Eine Stunde vor meinen Gästen bin ich zu Hause. Der Rucksack bleibt unausgepackt, den Tisch ziehe ich aus, decke ein, hole Getränke und weiß aus zwei Nachrichten auf meinem Anrufbeantworter, dass meine Gäste sich ebenso freuen auf unser Wiedersehen wie ich. Sie kamen mit Schüsseln und Körben und vielen guten Dingen, die wir gemeinsam gegessen haben. Neun Menschen saßen um meinen Tisch und mussten es sich gefallen lassen, dass ich die meiste Zeit redete. Ich hatte gute ZuhörerInnen Eine winzige Geschichte möchte ich hier wiedergeben. Auf der Etappe von Dransfeld nach Friedland sah ich doch in Mariengarten den Bus mit dem Ziel "Friedland" Ein Freund von mir : "Da kam die böse Versuchung" - Nein, und im Text heißt es auch so "Das war ein freundlicher Hinweis von oben!"

 

Enden möchte ich noch einmal mit Jens Gundlach, der in seiner Einleitung sagt und mir damit aus dem Herzen spricht: "Am Anfang steht der Entschluss zum Aufbruch.
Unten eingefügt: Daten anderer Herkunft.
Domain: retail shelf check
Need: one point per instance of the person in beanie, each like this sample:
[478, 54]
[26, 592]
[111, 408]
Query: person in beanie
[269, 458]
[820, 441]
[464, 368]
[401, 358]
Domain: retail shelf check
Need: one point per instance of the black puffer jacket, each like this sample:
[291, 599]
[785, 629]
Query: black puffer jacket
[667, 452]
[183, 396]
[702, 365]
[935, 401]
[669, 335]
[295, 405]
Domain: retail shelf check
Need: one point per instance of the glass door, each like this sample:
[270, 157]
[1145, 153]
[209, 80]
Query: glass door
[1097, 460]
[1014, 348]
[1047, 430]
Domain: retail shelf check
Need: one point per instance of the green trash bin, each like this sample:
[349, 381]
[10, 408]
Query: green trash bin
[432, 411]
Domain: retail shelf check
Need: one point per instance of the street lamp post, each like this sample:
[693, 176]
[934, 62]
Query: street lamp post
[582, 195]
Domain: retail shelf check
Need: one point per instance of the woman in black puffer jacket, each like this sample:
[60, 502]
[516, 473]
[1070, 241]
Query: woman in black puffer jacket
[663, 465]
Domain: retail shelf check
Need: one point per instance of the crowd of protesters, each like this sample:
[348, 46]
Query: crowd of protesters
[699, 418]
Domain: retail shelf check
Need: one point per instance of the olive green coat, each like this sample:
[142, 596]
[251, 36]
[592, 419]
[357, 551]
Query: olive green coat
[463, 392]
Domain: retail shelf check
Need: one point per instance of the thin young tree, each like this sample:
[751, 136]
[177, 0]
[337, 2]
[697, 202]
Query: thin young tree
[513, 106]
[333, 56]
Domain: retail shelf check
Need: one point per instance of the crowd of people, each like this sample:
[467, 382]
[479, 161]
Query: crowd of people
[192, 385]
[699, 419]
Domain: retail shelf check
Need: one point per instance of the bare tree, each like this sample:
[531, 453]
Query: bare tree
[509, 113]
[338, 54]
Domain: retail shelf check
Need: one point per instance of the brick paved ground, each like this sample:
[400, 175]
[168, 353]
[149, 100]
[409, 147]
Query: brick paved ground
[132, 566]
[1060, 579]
Der Weg mit seinen Stationen und seinem Ziel weist über sich hinaus. In den Rhythmus der Schritte gesellt sich die Hoffnung auf Ankunft. Ein Pilgerweg kann zum Abbild des Lebens werden. In ihm spiegeln sich die Fragen nach dem Woher und Wohin sowie die fortwährende Sehnsucht nach Geborgenheit und Sinn."